Pandemic Bass

A.K.A. “P-Bass”

October 2020

I’ve never bought a bass. I’ve been the custodian of several, mostly as a result of bands failing to materialize and bass players leaving their basses with me, but never really had one of my own.

The Fender Precision Bass had an enormous impact on modern music. You kind of need bass, and before bass guitars became widely available in the 50s, the only option was an acoustic upright bass, which are expensive, hard to play, and barely fit in your jalopy. Fender wasn’t exactly the first to produce one, but they were the first to successfully get them into people’s hands, and the cumulative effect on music from having a garage band on every street is incalculable. The Precision Bass established a blueprint that is still relevant today.

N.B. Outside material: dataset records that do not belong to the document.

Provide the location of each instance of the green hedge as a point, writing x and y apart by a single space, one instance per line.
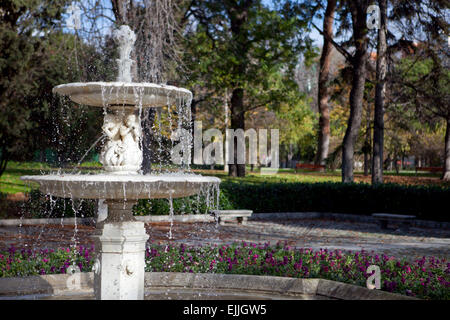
426 202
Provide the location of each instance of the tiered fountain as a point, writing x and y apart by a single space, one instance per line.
120 240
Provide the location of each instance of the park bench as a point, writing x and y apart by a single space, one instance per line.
430 169
385 218
240 216
313 167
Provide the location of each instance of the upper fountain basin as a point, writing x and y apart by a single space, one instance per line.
124 187
102 94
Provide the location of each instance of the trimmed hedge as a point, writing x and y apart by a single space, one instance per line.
426 202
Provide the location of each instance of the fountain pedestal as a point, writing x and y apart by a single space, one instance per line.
120 265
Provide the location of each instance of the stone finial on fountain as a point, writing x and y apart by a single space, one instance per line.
125 38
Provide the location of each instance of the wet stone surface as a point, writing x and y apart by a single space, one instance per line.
310 233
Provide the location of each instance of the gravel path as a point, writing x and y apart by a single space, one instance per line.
309 233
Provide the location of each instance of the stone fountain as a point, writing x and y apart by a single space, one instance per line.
120 240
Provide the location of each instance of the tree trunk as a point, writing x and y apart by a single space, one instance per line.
359 15
324 92
446 175
237 122
380 92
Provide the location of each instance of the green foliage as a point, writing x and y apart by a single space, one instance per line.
426 202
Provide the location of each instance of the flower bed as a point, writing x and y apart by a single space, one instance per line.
427 278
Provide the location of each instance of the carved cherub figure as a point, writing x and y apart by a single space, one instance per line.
112 154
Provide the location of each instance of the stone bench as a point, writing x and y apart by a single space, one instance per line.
240 216
385 218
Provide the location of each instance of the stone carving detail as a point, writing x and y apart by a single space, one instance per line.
122 152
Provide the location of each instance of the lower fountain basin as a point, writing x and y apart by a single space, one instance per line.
122 187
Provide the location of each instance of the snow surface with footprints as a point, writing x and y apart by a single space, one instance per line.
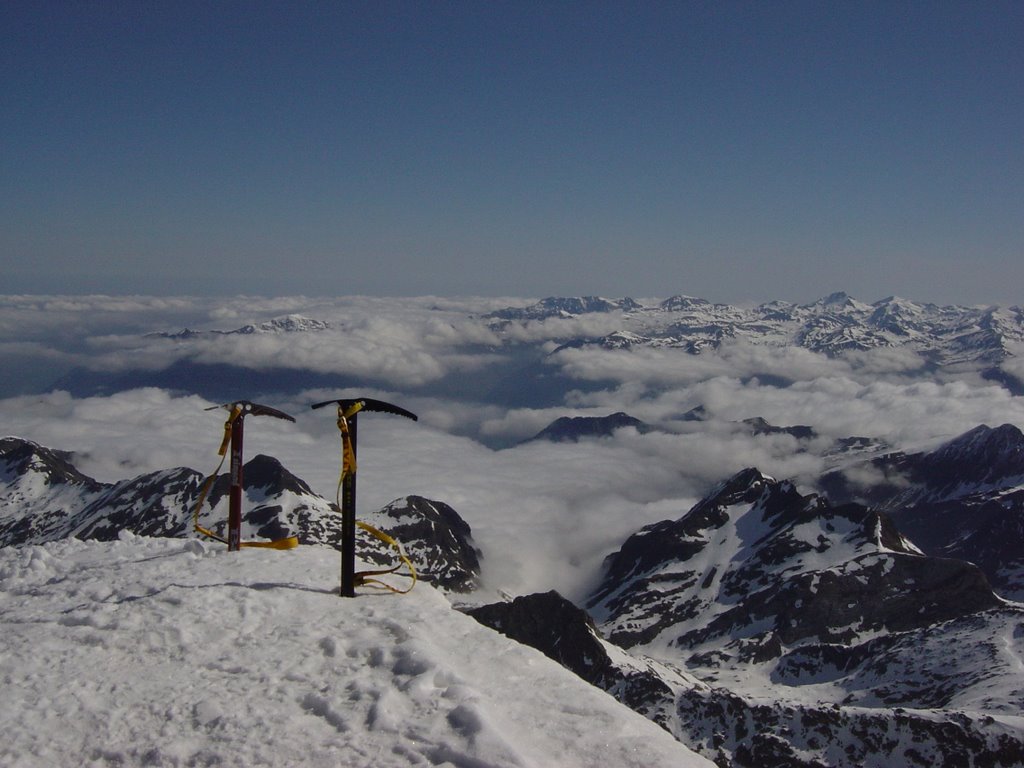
170 652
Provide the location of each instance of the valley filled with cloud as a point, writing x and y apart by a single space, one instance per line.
125 383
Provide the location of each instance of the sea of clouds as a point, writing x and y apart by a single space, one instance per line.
545 514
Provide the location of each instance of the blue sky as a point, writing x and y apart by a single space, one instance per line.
732 151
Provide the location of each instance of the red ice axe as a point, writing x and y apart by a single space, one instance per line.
233 430
347 412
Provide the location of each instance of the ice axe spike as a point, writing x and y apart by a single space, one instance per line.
352 407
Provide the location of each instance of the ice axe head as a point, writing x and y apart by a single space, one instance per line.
247 407
368 403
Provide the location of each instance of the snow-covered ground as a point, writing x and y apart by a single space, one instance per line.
170 652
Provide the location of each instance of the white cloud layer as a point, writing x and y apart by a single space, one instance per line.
544 514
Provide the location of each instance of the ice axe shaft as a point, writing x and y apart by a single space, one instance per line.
348 411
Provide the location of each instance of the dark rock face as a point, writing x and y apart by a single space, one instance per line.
758 553
566 634
964 500
436 540
572 429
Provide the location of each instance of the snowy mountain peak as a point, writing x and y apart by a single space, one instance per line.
984 443
285 324
560 306
20 457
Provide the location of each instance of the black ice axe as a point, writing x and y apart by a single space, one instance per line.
233 429
348 410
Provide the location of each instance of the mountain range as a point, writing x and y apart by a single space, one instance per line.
869 623
980 337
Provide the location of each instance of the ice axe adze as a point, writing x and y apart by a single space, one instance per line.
233 429
347 412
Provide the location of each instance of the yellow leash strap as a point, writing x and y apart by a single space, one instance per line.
365 577
290 542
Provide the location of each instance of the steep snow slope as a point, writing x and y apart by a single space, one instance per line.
169 652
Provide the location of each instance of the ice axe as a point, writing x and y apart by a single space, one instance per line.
348 410
233 430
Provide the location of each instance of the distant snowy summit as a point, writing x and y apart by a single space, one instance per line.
283 325
835 326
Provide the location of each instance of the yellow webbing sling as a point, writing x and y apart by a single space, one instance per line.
287 543
348 467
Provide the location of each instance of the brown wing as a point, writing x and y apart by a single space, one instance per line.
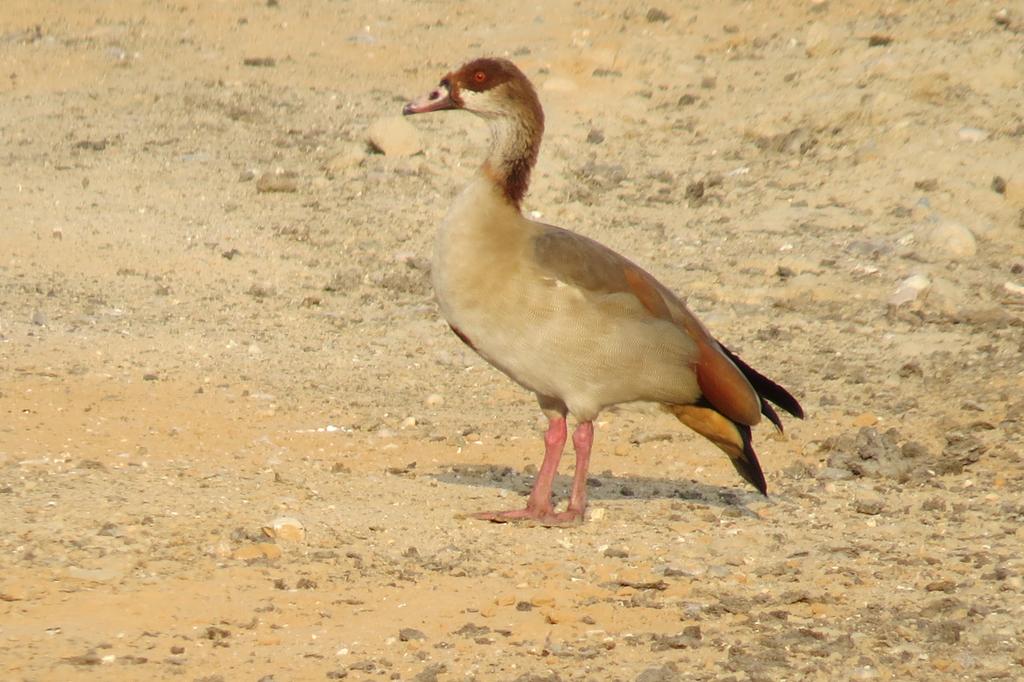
584 263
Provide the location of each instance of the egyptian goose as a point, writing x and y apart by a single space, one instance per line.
567 318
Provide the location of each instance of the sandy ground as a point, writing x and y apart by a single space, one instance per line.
237 440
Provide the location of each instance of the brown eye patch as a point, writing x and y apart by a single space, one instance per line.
481 75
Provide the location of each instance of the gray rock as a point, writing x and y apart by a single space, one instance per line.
948 240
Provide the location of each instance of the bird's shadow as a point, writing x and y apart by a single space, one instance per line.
605 486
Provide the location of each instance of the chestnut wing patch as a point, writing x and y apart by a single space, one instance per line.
585 263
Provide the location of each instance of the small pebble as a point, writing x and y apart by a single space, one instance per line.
394 136
969 134
286 528
276 182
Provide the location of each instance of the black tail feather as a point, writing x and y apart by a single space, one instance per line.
749 467
767 389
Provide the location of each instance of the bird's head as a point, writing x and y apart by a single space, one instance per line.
487 87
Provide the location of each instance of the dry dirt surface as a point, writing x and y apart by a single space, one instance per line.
238 442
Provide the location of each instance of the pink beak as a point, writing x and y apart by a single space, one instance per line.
436 100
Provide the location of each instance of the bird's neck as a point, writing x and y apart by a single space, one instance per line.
515 141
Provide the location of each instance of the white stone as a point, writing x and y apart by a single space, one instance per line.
286 528
909 289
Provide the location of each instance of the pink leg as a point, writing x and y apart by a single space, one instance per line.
583 440
539 505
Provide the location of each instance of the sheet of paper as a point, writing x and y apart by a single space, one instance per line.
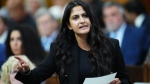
100 80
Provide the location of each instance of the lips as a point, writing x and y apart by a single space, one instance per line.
84 26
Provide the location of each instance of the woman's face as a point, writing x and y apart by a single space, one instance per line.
16 42
79 21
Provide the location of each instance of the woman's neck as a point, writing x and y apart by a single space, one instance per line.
82 42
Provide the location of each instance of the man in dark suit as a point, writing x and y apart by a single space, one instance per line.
136 14
18 15
131 39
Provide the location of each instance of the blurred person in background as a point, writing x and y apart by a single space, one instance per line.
3 29
17 13
131 39
9 70
136 14
3 36
96 6
47 27
58 8
23 40
33 5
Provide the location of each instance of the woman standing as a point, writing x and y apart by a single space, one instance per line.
80 51
23 40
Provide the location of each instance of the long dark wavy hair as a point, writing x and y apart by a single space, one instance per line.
101 52
31 44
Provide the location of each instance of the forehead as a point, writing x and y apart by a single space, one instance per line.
77 10
15 33
111 9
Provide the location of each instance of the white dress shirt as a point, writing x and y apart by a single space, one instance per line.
46 41
139 20
119 34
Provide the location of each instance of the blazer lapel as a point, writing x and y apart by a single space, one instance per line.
72 69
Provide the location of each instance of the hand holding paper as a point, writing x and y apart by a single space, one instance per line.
100 80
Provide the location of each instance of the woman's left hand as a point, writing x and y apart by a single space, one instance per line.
115 81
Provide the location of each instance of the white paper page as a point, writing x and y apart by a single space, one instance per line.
100 80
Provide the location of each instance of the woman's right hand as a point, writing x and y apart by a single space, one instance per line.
22 66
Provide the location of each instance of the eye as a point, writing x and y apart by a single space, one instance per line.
75 17
11 39
85 15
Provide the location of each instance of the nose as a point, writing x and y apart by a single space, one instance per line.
82 20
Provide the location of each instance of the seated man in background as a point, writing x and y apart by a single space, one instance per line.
131 39
47 27
9 70
136 14
18 15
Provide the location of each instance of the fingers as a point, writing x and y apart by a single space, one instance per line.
116 81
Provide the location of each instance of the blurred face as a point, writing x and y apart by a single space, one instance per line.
12 77
34 4
113 18
2 27
15 9
16 42
46 25
129 17
79 21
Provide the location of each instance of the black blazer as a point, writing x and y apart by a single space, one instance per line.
48 67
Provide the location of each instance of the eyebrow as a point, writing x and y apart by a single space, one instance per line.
77 14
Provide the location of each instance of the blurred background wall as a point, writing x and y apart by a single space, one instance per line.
49 3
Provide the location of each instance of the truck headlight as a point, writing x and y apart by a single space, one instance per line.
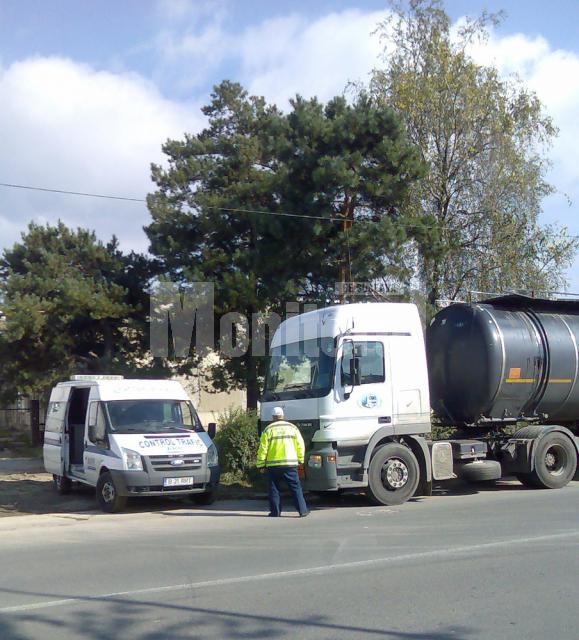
212 456
133 460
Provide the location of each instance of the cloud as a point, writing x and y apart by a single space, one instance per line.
285 56
65 125
277 57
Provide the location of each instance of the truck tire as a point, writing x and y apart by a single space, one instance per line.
204 499
393 475
479 471
555 462
62 484
108 497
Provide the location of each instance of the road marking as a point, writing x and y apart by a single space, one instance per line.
308 571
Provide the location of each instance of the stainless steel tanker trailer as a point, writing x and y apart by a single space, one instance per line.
365 388
509 361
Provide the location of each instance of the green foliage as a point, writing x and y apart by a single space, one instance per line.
72 305
211 222
484 139
237 441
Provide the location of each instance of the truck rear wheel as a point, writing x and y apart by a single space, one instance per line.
108 497
393 474
555 462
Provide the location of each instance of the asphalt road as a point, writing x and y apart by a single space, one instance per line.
494 564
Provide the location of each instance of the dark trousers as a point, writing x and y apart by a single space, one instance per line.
289 475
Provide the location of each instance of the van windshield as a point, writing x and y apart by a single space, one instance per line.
302 369
155 416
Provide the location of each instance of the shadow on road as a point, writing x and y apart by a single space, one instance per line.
35 495
124 617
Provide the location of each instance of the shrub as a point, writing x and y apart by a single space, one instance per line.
237 440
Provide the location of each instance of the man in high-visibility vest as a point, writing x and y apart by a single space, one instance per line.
281 450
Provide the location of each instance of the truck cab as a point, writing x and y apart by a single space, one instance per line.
354 379
128 438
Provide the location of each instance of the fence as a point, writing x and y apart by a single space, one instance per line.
21 420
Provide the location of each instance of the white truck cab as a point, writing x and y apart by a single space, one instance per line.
128 438
354 379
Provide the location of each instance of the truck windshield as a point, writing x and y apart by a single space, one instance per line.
126 416
300 370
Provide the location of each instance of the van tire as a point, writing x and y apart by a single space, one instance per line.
62 484
108 497
204 499
393 475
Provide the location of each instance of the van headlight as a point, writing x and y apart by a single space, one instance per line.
133 460
212 456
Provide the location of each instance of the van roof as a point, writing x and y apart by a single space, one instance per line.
130 389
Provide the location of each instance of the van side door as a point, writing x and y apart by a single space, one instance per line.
96 443
55 439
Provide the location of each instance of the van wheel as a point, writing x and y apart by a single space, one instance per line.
108 497
393 475
204 499
62 484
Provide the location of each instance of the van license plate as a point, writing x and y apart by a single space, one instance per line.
177 482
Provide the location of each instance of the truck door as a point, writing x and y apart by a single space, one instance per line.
363 379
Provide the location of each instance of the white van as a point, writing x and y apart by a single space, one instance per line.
128 438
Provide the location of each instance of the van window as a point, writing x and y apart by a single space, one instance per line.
151 415
96 419
371 356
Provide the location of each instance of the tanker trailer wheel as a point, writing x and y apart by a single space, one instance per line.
555 462
393 475
480 471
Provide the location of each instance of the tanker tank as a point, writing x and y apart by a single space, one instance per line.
505 359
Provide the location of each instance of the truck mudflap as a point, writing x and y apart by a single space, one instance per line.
320 468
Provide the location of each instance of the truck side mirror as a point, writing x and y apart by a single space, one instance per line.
212 430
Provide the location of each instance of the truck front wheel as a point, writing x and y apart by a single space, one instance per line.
393 474
555 462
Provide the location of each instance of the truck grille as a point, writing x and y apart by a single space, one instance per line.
186 462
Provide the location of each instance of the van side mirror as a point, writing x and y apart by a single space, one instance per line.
355 374
96 434
211 430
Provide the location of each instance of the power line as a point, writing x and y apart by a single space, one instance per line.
70 193
216 208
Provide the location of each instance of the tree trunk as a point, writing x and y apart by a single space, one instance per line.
252 383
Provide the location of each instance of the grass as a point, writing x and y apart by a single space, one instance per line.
239 485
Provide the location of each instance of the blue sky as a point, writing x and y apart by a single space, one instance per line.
90 90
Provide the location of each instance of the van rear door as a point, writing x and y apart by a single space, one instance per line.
54 432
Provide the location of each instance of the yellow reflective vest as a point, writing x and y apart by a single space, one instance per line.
281 445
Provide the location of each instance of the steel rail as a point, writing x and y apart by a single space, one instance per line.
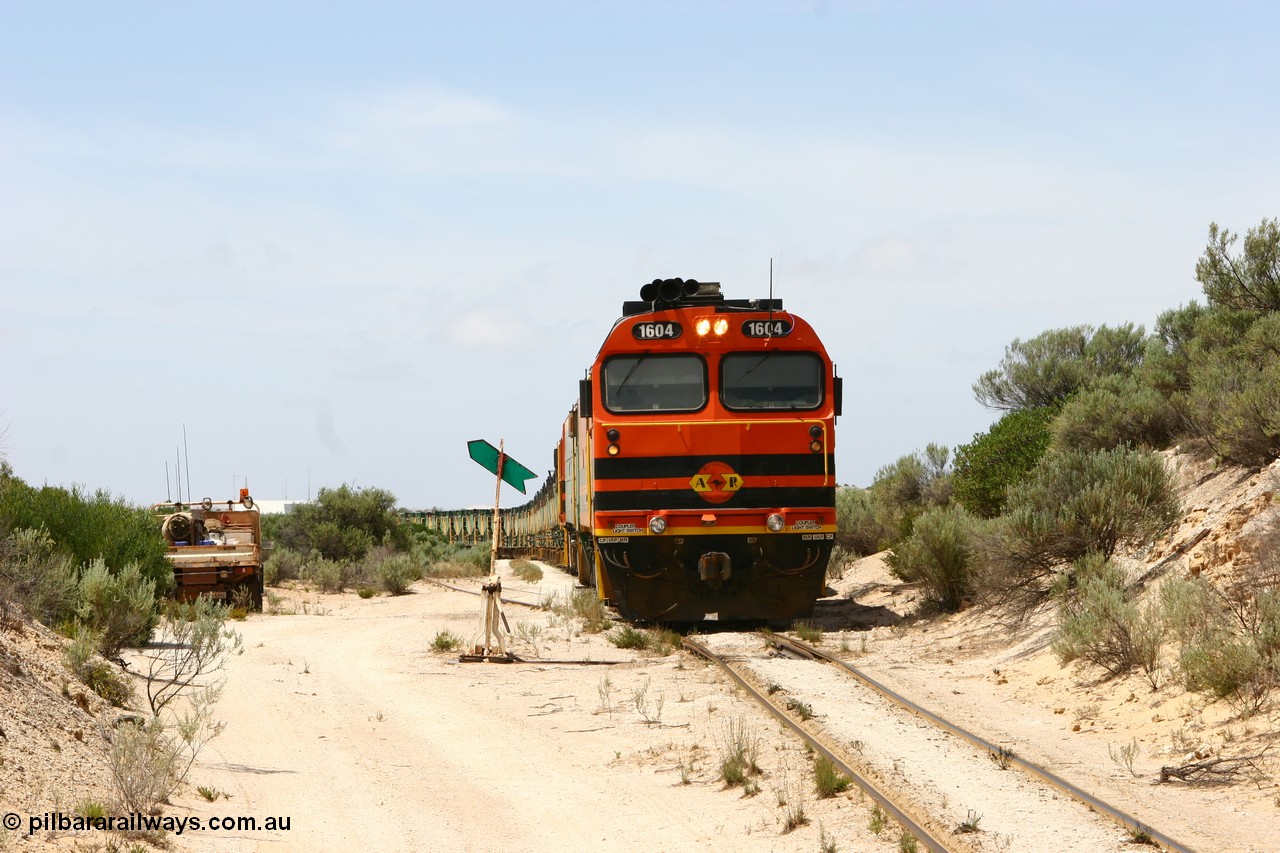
476 592
923 835
1125 820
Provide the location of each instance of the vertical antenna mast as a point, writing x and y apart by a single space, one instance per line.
187 454
771 297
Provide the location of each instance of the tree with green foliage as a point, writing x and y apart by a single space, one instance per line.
1054 365
343 524
938 553
858 528
1072 505
1116 411
37 575
1249 281
88 527
1233 397
905 488
999 459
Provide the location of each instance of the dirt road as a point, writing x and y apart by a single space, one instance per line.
343 720
348 725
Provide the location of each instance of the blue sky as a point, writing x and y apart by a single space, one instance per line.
337 241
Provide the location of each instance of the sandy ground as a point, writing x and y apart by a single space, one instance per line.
351 726
346 723
343 721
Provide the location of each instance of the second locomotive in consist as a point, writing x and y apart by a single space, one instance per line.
695 477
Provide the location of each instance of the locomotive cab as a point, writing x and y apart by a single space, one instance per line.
712 450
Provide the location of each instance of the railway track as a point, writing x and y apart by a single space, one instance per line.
915 816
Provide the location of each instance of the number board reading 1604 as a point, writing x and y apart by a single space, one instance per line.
767 328
667 331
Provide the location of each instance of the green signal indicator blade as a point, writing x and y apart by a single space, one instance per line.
512 471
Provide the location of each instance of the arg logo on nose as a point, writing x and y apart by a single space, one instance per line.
716 482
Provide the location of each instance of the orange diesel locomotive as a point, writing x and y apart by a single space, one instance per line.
696 474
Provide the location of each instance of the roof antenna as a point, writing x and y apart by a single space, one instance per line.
184 452
771 297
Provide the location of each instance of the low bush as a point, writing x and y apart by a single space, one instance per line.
1100 623
455 561
328 575
36 575
103 678
938 555
397 573
858 525
828 780
1230 647
1001 457
120 609
446 642
740 749
1118 411
283 564
88 527
1075 503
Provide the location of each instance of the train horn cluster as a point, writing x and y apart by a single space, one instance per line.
673 290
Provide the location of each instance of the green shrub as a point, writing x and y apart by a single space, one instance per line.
1119 410
905 488
586 605
828 780
1100 623
1233 401
328 575
1234 657
88 527
1077 503
1050 368
343 524
83 661
446 642
740 749
283 564
1249 281
999 459
397 573
338 543
808 632
37 576
938 555
859 529
455 561
120 607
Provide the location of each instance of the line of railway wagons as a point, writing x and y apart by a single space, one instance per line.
695 475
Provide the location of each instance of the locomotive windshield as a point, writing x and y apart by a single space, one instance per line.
636 383
786 381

I’m not a bass player. I mean, it’s conceptually similar to a guitar, and any guitar player can technically coax noise out of one, but I’m barely even a guitar player and bass is really a different instrument. That said, I do love bass, and occasionally need to be able to throw something on a track. I’ve had access to a Fender Jazz bass for years, and while the slim neck on a J-Bass is comfortable for guitar players and it’s got two pickups with infinite blending for a bunch of tones, I kept wondering if what I really needed was the “other” bass. The one with the baseball bat for a neck that would remind me that I’m playing the big boi. I’m never going to play a solo on bass, I’ll never need it to stand out, and I don’t need to be distracted by tonal options: I just want to pick it up and have it sound right in the mix. I just want it to thump. So I made a P-Bass.

The Downlow

It was the pandemic and I felt like building something, but didn’t want to be stressed out with having to make a bunch of critical decisions, so I bought a kit. Everything was fine with that except that I like to have things a certain way, and as a result was unhappy with the body, the neck, the pickup, the electronics, the bridge, the tuning machines, the pickguard, the strap buttons, and the knobs. The string tree wasn’t great, but I think it’s the only part that remains.

The body is Spanish cedar, which is neither Spanish nor cedar. Cedrela odorata is a tropical hardwood, more closely related to mahogany than actual cedar (which is a softwood), although it does have a cedar-like scent and is lighter and less dense than true mahogany (Swietenia macrophylla). It’s great to work with, and while I remain skeptical about the ultimate effect of wood on the sound of a solid body instrument, I was curious to try something outside the norm (which would be ash or alder). The neck is maple with a rosewood fingerboard. The pickup is a Seymour Duncan SPB-1, which is their lower output, more vintage style P-Bass pickup. The bridge is a Hipshot KickAss. It’s strung with flats, perhaps obviously.

Sound

It does exactly what I wanted it to do. I find it gloriously mellow and thumpy.